Already existing collaborations, namely with Nikolaus Rajewsky, brought Nicholas Socci, one of the lecturers, to Berlin. “This is the first time I’m teaching at this level, and because of the combination of people and the outstanding organization it is astonishingly easy”, he said. “Moreover, I’m learning a lot myself.”

Altuna Akalin, a group leader at the Berlin Institute of Medical Systems Biology (BIMSB) an institute of the MDC and head of the bioinformatics technology platform, organized the Summer School. Financial support came from the Charité Foundation, after a proposal by Bernd Dörken, Andreas Herrmann, Alexander Bockmayr, Christine Sers, Christof Schütte and Nikolaus Rajewsky.

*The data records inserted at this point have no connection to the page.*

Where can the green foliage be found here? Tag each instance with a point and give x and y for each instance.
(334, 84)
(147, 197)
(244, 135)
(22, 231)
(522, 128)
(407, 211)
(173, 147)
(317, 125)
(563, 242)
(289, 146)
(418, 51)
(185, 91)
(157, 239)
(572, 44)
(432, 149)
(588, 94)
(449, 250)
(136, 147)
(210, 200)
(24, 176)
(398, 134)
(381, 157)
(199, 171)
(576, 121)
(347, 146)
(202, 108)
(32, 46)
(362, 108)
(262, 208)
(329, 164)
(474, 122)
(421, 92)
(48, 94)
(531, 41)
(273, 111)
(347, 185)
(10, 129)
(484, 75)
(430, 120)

In conclusion, the summer school was a roaring success with only one down-side – due to the space constraints it was not possible to accommodate internal candidates. However, Altuna already has a solution: “We are repeating the course, in a similar setting, for MDC and BIMSB students and employees in the beginning of 2016”. Will there be another international Summer School? “Most definitely! Biology and medicine depend more and more on high-throughput methods with each experiment generating huge datasets. The skills needed for processing and analyzing such datasets are a discipline in itself, but it is crucial that all scientists conducting high-throughput experiments understand how the analyses are done. Also the BMBF, that is the Federal Ministry of Education and Research recognizes the importance of scientists learning these skills and provides funding for our next workshop, in the late summer of 2016”.

Indeed, judging from the amount of applications, there is a demand out there. Here at the MDC/BIMSB we have the expertise as well as the capacities to organize such courses. The motivation is not necessarily purely altruistic –courses like the summer school attract leading and emerging talents from around the world, building a community and allowing us to showcase our science through first hand, in-depth interactions. Courses like the summer school are a benchmarking and branding process for our institution, further strengthening our position in the scientific community and definitely of great value for our research.